At 15:35 GMT, the South African currency was one percent firmer at 14.79 per United States dollar.
The Integrated Resource Plan (IRP) 2019 will replace a previous blueprint not updated for almost a decade. It explains the electricity generation strategy and covers the energy mix the country will rely on in the immediate future.
“The news comes as a great relief after months of uncertainty, in the midst of yet another round of load shedding [power cuts] implemented by Eskom,” said Bianca Botes, treasury partner at Peregrine Treasury Solutions.

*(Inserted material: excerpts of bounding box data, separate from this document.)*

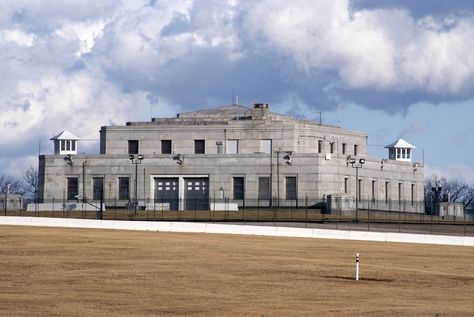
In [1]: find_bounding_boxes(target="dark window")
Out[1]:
[92,177,104,200]
[258,177,270,200]
[398,183,402,202]
[286,176,297,200]
[357,179,362,201]
[372,181,376,200]
[128,140,138,154]
[119,177,130,200]
[67,177,79,200]
[161,140,171,154]
[234,177,245,200]
[194,140,206,154]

South Africa was hit by power cuts for a second day on Thursday, with Eskom saying that a number of generating units were still out of service and may not be back up and running for a few days.
Commodity prices ‘under pressure’
Debilitating power cuts in February and March pushed South Africa’s first-quarter economic growth into contraction and raised the likelihood of the country losing an investment-grade rating.
Moody’s is the last of the big three credit rating agencies to have an investment-grade rating on South Africa, and is due to deliver its latest credit review on November 1.
Equities fell slightly on Thursday, with the broader Johannesburg All-Share Index down 0.17 percent, while the blue-chip Top 40 index edged 0.28 percent lower.
Diversified miners were among the losers, with Anglo American down 1.27 percent to 360.54 rand ($24.30), while BHP Group shed 2.01 percent to 305.93 rand ($20.62).
“Commodity prices are under pressure at the moment, so all the diversified miners are trading weaker because of that – and a stronger rand causing a pullback,” said Jean Wessels, a trader at AG Capital.
DRDGOLD Limited gained 2.5 percent to 6.95 rand ($0.47), Harmony Gold Mining Co rose 2.07 percent to 45.41 rand ($3.06), and Sibanye-Stillwater was up 1.96 percent at 25.45 rand ($1.72).
The yield – which moves in the opposite direction as the price – on the benchmark government bond due in 2026 fell 1.3 basis points to 8.26 percent.